Fernand Oury Un homme est passé (l’école avec Françoise Dolto vol.III), film de Fabienne d’Ortoli et Michel Amram, Fremeaux et associés (le film est une biographie et un hommage à Fernand Oury, les réalisateurs sont les directeurs de l’école de la Neuville en Seine et Marne, école privée en internat qui fonctionne entièrement en PI, elle organise des journées portes ouvertes)

2 Comments

  1. Marteau Maurice

    Compte rendu de l’atelier 11 – Pédagogie institutionnelle
    Il y a aussi le site du groupe charentais de PI: http://www.pi-charente.fr/ qui organise chaque année, début Juillet, dans l’Ecole de Javrezac 16100, école à 3 classes en PI de la petite section au CM2 depuis de nombreuses années, un stage qui a la particularité de se passer dans l’école avec visites des classes, examens des outils et des institutions, lecture et écriture de monographies.

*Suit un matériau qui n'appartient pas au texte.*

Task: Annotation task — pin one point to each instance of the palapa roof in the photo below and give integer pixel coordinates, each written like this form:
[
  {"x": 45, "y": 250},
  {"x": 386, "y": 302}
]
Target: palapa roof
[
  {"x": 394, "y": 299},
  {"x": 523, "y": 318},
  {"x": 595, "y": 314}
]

Et d’être très peu coûteux. Pour les inscriptions, vous pouvez m’envoyer un message.
    L’école de Javrezac est une école publique mais qui reçoit des enfants venant parfois de loin car ils sont brouillés avec l’école ordinaire.

    • Colette Bordas

      Compte rendu de l’atelier 11 – Pédagogie institutionnelle
      Bonjour ,
      je suis enseignante à l’école de Javrezac depuis 20 ans et j’enseigne en pédagogie institutionnelle. je voulais vous informer que nous sommes menacés d’une fermeture de classe à la prochaine rentrée. cela met en danger la qualité du travail que nous faisons et ne nous permettrait plus d’acceuillir le même nombre d’enfants en difficulté scolaire et qui nous arrivent souvent en état de grande souffrance. pourriez-vous faire passer la pétition pour nous soutenir.

      Merci à tous

      Texte de la pétition :

      Alors que cette école de campagne atteint les quotas pour la rentrée 2015, l’inspection académique envisage quand même la fermeture d’une classe.
      Pourtant la méthode de travail qui est mise en oeuvre devrait être un modèle pour toutes les écoles de France !
      La pédagogie freinet s’intéresse à l’enfant avant tout. Encadré, encouragé, mis en confiance, motivé par des activités intéressantes et créatives, il peut se développer et apprendre à son rythme. Pas de stress mais l’envie de progresser. Pas de compétition mais une collaboration et une émulation enrichissante. Pas de punitions mais du conseil, du dialogue, des exemples…
      Rendre l’enfant autonome, curieux, passionné et ouvert aux autres sont autant de valeurs primordiales que nous voulons pour nos enfants et que nous souhaitons préserver grâce à cette école.
      23 élèves est le nombre minimum nécessaire pour garder une classe ouverte selon l’éducation nationale, alors que ce devrait être le nombre maximum accepté pour un bon apprentissage.
      Le gouvernement s’étonne de l’échec scolaire général et de la violence croissante dans les écoles, mais peut être que le bien être l’enfant doit rester au centre de l’attention et non pas la compétition et les résultats à tout prix.
      Aidez nous à sauver notre école !

      Merci de tout coeur pour votre aide.